Another bleat-meow of complaint almost deafened Ree. He sighed, reached for Damn Young Cat and scratched under its chin. “All right, all right, but we don’t know what’s wrong. You have to show us.”
It wasn’t so much that he had trained the cats. It was that Damn Young Cat had trained Ree. He knew if there was something that needed Ree’s attention, Ree would follow him.
He jumped down onto the path, raced away from the gate in the wall that enclosed the main parts of the farm: the barn, the house proper, the chicken house and the stable for the cows and goats. The other way lay fields and pastures—part of the farm though they only had rough fences around them.

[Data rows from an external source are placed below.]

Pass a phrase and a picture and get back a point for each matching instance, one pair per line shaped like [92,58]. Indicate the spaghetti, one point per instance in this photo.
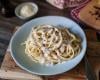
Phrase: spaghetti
[51,45]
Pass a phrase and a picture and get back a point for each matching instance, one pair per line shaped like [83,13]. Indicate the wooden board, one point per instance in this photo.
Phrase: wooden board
[9,69]
[87,14]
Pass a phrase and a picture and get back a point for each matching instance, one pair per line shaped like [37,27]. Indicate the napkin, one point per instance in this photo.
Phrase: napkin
[75,11]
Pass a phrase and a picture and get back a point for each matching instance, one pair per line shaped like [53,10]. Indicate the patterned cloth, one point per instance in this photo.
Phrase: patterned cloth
[75,11]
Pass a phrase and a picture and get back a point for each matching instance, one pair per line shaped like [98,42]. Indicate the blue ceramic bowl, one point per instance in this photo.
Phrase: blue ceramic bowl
[23,61]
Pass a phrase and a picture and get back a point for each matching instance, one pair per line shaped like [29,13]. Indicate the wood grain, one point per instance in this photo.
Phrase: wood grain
[74,74]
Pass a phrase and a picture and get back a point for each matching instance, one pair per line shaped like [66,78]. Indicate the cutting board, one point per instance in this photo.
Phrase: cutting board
[89,14]
[10,70]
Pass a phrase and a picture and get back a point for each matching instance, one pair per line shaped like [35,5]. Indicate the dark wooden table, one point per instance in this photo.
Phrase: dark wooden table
[7,25]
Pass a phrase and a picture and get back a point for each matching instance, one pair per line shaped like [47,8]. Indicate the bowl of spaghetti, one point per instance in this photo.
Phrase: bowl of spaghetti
[48,45]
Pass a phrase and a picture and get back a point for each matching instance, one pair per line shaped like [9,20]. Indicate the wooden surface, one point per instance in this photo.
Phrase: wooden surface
[9,66]
[86,17]
[7,26]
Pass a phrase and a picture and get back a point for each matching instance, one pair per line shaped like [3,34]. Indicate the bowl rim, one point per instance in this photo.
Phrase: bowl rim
[17,9]
[24,68]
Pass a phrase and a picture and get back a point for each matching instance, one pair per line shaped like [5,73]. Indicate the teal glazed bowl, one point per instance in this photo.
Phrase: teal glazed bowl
[23,61]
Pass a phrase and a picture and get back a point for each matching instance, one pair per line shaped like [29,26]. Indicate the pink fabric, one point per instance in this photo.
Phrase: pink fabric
[75,11]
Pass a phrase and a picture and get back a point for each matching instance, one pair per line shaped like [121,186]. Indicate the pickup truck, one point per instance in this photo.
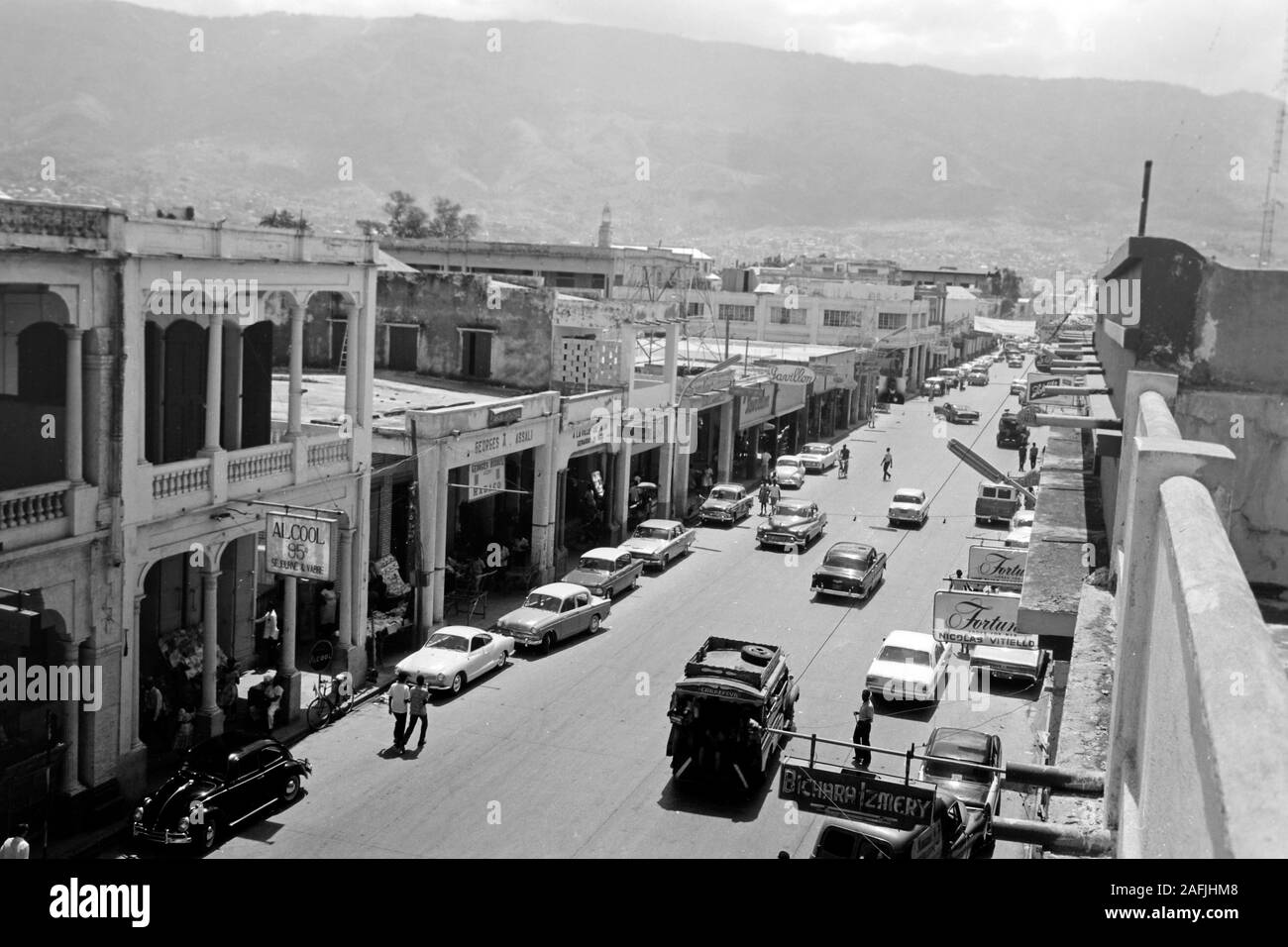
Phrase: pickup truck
[996,501]
[849,569]
[956,415]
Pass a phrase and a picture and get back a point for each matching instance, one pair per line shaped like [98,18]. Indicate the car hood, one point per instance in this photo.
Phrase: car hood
[175,796]
[527,617]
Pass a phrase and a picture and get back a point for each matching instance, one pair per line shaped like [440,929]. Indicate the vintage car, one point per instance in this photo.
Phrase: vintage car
[849,569]
[996,501]
[790,471]
[726,502]
[553,613]
[456,655]
[793,523]
[956,749]
[220,784]
[605,571]
[819,457]
[956,415]
[732,694]
[1013,664]
[658,541]
[956,831]
[911,667]
[909,505]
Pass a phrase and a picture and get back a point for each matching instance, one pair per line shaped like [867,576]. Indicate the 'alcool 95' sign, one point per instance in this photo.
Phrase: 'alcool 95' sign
[300,547]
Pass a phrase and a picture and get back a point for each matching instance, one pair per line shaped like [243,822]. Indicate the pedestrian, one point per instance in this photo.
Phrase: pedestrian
[399,696]
[863,729]
[416,710]
[16,845]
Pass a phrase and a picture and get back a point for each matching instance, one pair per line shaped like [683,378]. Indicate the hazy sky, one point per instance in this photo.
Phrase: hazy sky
[1215,46]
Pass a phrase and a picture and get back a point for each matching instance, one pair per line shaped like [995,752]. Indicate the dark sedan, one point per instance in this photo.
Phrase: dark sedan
[220,784]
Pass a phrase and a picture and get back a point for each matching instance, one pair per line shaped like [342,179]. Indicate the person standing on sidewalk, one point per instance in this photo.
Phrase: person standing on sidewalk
[416,712]
[399,696]
[863,718]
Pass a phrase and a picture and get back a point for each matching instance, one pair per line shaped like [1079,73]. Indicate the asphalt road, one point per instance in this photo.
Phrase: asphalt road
[565,755]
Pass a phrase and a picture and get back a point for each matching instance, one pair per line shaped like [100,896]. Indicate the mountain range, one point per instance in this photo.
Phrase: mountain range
[535,127]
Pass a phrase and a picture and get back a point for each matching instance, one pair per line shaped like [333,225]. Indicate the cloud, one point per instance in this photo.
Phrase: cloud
[1218,48]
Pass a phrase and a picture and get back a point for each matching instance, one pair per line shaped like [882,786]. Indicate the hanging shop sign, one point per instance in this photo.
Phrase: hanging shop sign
[300,547]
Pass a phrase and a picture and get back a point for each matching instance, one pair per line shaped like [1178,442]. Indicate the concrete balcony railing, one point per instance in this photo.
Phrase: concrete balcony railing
[1198,754]
[235,474]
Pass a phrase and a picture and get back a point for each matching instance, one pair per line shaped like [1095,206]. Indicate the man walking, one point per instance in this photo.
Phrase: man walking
[399,696]
[863,729]
[419,698]
[16,845]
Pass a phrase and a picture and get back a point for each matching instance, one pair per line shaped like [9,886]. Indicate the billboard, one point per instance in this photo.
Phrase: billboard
[301,547]
[970,617]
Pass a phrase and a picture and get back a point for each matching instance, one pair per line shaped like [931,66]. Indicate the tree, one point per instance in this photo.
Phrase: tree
[286,221]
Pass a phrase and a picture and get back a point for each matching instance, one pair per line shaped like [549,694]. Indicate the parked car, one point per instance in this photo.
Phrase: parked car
[220,784]
[726,502]
[973,787]
[819,457]
[456,655]
[849,569]
[605,571]
[909,505]
[956,415]
[996,502]
[658,541]
[790,471]
[954,831]
[911,667]
[553,613]
[793,523]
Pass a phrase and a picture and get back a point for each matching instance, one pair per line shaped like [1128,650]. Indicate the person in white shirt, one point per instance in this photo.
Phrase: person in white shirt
[16,845]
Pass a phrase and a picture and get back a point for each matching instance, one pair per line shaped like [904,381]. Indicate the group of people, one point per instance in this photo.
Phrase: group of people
[408,703]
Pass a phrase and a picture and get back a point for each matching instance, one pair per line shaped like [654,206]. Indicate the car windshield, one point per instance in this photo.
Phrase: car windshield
[447,643]
[546,603]
[898,655]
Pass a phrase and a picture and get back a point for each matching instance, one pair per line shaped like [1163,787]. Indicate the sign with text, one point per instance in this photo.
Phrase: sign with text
[1005,565]
[487,476]
[967,617]
[300,547]
[855,793]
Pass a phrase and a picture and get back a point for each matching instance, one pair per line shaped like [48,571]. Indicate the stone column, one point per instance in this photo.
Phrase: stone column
[210,718]
[73,429]
[214,381]
[724,463]
[69,712]
[295,390]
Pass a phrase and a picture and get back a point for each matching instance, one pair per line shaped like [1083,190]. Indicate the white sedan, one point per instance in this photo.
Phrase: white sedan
[456,655]
[911,667]
[909,505]
[819,457]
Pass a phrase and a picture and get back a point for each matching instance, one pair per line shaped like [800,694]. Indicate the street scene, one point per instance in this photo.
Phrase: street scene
[619,438]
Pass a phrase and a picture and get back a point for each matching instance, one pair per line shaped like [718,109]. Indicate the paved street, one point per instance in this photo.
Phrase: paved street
[565,755]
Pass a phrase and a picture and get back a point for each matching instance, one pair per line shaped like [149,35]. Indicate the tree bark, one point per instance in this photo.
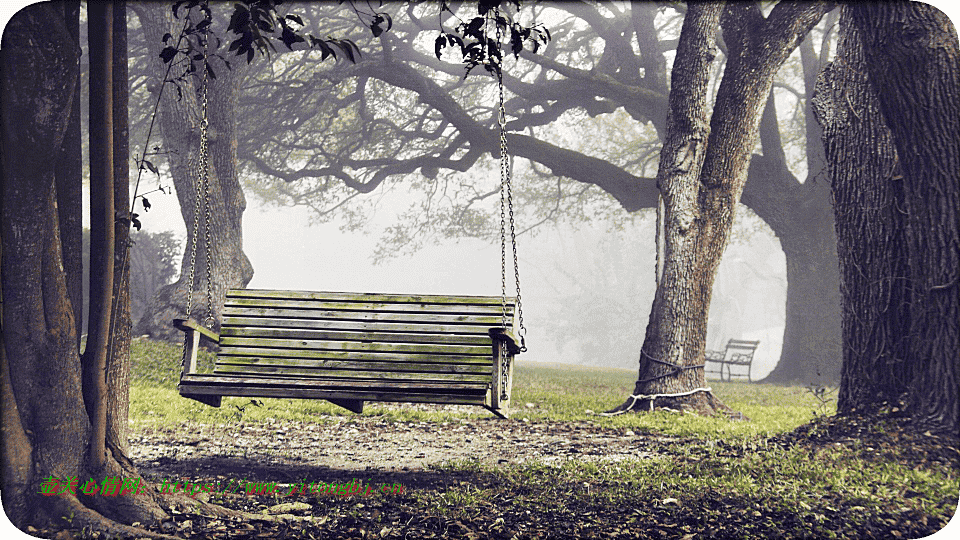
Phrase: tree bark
[227,266]
[102,218]
[702,174]
[118,354]
[897,84]
[70,181]
[46,429]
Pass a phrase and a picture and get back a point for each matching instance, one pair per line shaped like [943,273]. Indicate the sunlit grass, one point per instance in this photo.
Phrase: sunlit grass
[719,470]
[542,392]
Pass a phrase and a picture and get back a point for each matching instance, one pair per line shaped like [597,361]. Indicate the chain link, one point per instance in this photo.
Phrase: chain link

“I’d better go with him,” Ree said with a sigh.
“Not alone, you don’t,” Jem said, setting the little girl down. “You go to Grandad, Melie.”
It was only as Damn Young Cat led them into the forest—stopping every few feet to stare over his shoulder at Ree, to make sure he was following—that Jem asked, “Should we have brought weapons?”

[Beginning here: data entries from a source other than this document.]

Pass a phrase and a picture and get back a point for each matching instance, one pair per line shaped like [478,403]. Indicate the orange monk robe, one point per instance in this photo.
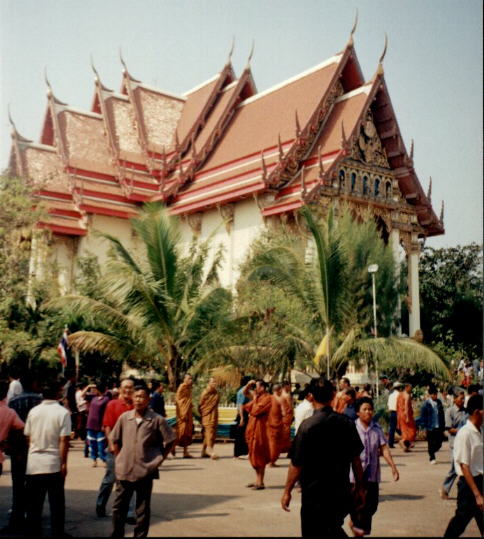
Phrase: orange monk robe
[208,408]
[275,428]
[256,431]
[339,402]
[286,423]
[184,415]
[405,420]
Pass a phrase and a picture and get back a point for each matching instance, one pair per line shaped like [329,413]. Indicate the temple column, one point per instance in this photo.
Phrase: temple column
[395,246]
[413,289]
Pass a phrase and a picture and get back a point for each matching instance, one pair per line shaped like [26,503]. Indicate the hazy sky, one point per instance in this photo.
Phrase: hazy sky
[433,67]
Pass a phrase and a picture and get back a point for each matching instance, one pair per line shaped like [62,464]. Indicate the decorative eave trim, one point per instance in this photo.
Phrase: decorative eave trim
[183,146]
[199,157]
[290,163]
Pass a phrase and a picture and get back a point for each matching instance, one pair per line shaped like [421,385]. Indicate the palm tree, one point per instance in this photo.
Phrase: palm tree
[327,277]
[158,306]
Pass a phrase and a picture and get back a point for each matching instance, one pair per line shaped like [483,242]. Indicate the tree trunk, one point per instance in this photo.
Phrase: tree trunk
[172,367]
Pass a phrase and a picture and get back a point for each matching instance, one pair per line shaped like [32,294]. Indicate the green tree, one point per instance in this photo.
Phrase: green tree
[157,307]
[451,297]
[28,331]
[328,280]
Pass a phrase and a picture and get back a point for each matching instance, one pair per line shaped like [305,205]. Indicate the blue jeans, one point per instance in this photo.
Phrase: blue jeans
[97,444]
[392,428]
[451,476]
[107,486]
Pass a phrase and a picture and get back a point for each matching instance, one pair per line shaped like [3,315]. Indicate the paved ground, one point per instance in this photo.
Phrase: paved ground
[207,498]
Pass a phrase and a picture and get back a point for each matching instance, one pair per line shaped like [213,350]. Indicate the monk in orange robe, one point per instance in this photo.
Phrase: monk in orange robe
[256,432]
[405,420]
[339,402]
[184,415]
[208,409]
[275,424]
[287,416]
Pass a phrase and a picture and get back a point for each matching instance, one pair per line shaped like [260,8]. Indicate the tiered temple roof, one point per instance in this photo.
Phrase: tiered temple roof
[219,143]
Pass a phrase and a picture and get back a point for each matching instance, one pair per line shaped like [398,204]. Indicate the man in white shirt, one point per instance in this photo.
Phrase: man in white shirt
[392,410]
[468,457]
[15,387]
[48,430]
[303,410]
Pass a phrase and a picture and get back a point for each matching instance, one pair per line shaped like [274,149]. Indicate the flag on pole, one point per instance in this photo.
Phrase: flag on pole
[322,351]
[63,348]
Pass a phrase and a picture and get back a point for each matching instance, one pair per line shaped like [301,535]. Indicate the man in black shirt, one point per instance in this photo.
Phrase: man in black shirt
[22,404]
[325,446]
[157,401]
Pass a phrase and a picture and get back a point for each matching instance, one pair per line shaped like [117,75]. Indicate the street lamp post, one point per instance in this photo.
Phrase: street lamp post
[372,269]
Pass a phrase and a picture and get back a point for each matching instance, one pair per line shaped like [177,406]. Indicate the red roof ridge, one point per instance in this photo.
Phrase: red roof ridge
[149,88]
[201,85]
[333,60]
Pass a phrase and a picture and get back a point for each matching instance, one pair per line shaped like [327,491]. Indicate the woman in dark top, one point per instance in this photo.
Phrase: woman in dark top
[95,434]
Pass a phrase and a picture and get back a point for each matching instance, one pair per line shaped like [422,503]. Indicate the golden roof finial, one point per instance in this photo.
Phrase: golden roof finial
[12,123]
[250,54]
[279,144]
[96,74]
[344,140]
[320,159]
[46,78]
[123,63]
[379,70]
[298,125]
[229,58]
[353,30]
[264,167]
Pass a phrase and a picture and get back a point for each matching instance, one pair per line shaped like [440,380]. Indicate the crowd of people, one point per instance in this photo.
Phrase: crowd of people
[337,441]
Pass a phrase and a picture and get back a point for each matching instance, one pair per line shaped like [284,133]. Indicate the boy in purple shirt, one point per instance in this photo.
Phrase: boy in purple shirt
[95,433]
[374,443]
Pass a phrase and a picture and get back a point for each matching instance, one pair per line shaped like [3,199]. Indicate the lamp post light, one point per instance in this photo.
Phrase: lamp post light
[372,269]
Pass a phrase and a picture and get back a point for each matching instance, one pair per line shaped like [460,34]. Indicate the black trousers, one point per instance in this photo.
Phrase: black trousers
[434,442]
[392,429]
[362,516]
[18,464]
[324,517]
[36,487]
[466,509]
[240,445]
[124,491]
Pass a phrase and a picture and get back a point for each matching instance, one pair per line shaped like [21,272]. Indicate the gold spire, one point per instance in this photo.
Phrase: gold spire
[355,24]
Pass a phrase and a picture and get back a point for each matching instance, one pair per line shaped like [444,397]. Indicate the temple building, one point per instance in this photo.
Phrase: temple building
[228,160]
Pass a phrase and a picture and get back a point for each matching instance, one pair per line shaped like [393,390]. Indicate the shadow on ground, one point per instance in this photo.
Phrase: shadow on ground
[81,519]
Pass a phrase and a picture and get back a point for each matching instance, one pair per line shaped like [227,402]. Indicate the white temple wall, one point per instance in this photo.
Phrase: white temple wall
[93,244]
[248,225]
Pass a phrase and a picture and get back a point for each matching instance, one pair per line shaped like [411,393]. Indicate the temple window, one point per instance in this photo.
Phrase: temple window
[388,190]
[342,180]
[376,187]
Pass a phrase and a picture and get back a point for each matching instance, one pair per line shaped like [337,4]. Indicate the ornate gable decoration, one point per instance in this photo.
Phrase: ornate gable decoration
[368,147]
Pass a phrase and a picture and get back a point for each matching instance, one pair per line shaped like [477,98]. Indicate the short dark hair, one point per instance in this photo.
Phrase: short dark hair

But Damn Young Cat yowled his displeasure, and Ree said, “No. We’ll probably be all right. The snow bears can’t hide in fall. It’s only in winter they’re invisible or close to it.”
Nonetheless, he grabbed a large piece of a tree branch and Jem did the same, as they followed Damn Young Cat. The woods had been dangerous ever since the magic storms. You never knew what you might find.

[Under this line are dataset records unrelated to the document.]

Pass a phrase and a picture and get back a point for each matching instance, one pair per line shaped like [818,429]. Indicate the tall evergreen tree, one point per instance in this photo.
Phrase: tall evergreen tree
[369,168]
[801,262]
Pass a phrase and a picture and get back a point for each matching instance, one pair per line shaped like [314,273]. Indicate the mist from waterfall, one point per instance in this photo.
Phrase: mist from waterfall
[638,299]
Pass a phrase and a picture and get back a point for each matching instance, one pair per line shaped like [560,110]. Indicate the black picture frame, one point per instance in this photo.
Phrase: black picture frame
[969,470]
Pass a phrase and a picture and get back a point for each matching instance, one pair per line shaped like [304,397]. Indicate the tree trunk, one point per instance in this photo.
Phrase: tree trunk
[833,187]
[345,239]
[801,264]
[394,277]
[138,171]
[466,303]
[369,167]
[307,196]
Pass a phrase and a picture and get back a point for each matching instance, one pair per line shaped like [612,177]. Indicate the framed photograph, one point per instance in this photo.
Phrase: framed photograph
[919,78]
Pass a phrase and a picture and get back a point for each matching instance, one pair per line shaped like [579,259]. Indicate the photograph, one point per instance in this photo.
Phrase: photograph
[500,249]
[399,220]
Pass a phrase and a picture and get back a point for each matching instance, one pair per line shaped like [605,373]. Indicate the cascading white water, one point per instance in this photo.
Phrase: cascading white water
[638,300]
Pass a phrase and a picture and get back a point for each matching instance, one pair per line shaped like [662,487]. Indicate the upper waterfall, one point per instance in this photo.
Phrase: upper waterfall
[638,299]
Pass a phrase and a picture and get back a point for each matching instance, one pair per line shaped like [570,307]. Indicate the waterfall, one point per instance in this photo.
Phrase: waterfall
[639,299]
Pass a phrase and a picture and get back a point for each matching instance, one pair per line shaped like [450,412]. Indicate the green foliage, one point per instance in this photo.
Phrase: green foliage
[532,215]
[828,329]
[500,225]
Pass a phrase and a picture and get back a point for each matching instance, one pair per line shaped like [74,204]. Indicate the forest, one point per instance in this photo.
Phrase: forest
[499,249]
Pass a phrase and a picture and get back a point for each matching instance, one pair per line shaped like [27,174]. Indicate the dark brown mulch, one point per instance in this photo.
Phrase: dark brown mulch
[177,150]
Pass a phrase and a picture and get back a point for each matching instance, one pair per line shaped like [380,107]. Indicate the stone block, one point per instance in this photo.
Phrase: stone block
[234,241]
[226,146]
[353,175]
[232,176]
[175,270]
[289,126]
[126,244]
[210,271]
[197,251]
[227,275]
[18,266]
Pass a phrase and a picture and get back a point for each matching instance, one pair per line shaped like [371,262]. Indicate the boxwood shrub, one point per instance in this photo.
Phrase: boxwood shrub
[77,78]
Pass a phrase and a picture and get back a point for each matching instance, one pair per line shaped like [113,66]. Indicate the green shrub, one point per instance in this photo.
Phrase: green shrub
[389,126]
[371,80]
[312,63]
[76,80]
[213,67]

What they found Ree smelled before he heard, and heard long before he saw. The smell was the musk of a young and frightened animal. The sound was a thin, high wail, the sort of cry a young creature in distress might make. And the look . . .
It was the cub of the couple in the village. It couldn’t be anything else. The way it was nestled—in the crook of a tree, far enough off the ground to be inaccessible to anything but the most agile of the climbing animals—spoke of them having retained some of their original human intelligence.